Although you probably think of Lincoln as the Uber driver’s dream car, there was a point, in the history of Ford’s great luxury brand, when Lincoln made trucks. Yes, that’s “trucks,” a plural — because Lincoln sold two of them.

We already told you all about the Blackwood, which Lincoln sold only in 2002 and 2003, and which was considered one of the all-time great failures of the pickup world — second only, perhaps, to the Chevrolet SSR. (News flash: Anytime your pickup is mentioned in the same breath as the Chevrolet SSR, unless it’s a BuzzFeed list entitled 20 Pickups That Are the Exact Opposite of the Chevrolet SSR, you’ve messed something up.) See the Lincoln Mark LT models for sale near you

But what we didn’t tell you about was Lincoln’s second attempt at a pickup truck: the Mark LT.

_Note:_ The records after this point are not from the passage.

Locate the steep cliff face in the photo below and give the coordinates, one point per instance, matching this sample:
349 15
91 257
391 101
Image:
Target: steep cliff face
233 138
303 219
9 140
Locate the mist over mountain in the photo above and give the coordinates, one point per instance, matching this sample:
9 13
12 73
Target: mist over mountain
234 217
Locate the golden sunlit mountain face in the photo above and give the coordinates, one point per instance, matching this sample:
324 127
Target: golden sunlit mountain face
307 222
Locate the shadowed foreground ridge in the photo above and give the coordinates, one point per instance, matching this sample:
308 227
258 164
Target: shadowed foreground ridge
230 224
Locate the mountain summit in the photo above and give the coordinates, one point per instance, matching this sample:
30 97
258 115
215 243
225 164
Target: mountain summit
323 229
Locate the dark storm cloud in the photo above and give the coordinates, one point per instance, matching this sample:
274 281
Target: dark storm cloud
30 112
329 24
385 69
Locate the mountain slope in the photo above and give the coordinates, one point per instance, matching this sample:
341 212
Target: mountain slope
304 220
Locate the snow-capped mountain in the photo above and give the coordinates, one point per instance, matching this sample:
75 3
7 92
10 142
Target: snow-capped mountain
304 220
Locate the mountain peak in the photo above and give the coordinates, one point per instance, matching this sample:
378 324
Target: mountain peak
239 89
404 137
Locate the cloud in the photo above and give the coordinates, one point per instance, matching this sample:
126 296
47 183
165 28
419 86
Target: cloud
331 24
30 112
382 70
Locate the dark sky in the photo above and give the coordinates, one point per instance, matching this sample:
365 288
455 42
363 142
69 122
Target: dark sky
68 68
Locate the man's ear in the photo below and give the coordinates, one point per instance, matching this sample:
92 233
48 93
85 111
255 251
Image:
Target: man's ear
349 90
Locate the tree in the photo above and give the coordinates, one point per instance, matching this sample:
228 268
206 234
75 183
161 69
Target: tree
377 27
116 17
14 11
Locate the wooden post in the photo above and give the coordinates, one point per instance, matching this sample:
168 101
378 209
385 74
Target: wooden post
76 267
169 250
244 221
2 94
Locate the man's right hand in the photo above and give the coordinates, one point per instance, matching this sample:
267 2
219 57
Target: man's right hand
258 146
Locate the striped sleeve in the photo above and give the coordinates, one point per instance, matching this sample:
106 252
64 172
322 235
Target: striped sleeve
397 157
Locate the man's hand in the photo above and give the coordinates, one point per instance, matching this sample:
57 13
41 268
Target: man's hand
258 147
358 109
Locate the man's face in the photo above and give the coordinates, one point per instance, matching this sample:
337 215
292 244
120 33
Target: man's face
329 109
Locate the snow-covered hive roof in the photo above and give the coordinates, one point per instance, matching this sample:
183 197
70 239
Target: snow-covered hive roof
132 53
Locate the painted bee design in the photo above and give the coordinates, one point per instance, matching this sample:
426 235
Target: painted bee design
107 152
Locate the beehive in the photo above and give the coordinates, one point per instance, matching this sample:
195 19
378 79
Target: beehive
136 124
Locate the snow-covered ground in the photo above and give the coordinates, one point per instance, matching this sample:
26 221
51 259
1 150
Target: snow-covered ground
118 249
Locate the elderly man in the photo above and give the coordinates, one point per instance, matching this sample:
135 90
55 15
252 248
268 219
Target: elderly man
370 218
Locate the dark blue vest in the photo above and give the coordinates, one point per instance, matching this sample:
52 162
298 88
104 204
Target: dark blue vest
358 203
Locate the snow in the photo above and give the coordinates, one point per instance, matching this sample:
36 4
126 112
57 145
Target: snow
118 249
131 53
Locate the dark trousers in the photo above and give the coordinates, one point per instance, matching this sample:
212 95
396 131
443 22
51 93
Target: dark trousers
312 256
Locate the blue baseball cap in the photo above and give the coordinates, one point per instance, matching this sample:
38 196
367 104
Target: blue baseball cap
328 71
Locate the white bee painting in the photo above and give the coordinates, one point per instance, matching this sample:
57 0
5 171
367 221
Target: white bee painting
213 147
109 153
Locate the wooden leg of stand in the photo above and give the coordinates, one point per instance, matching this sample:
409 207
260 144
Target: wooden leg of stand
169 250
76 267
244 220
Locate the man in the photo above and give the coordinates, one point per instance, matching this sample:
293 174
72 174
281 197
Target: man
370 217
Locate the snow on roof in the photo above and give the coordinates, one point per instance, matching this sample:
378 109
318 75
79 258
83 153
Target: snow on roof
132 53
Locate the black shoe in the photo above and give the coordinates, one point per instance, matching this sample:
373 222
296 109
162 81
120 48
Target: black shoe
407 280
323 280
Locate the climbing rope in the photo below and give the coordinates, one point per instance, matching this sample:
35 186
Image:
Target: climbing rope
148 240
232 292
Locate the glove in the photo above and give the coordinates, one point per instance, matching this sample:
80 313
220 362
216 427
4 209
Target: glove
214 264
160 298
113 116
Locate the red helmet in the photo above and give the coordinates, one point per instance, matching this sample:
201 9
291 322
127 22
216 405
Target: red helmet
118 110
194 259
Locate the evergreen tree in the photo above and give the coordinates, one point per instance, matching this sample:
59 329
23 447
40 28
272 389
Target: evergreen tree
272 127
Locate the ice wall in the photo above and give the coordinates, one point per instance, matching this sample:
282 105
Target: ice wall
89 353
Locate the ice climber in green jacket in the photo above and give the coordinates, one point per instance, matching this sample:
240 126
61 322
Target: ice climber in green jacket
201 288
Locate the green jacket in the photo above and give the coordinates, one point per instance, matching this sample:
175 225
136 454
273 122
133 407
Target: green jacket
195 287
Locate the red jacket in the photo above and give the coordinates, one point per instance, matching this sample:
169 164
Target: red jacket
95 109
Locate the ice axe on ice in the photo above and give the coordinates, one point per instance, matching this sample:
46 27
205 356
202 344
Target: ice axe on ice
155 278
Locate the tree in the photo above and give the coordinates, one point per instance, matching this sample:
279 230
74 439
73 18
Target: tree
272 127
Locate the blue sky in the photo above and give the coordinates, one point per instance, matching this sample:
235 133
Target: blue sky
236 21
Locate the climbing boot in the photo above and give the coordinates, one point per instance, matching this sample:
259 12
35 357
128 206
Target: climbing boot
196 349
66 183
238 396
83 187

Here’s what happened: Although the Lincoln Blackwood was a major failure, Lincoln still had an enormous amount of market research showing that a lot of Lincoln owners also owned a pickup. So they thought the Blackwood would succeed, and it didn’t, but then they thought they could come out with some other truck to capture the hearts and minds of these truck-owning Lincoln drivers. That was the Mark LT.

Sold from 2006 to 2008, the Mark LT was a far more thinly rebadged version of the Ford F-150 than the Lincoln Blackwood had been. There’s a reason for this: Presumably, this time around, Ford didn’t want to put very much money into the thing.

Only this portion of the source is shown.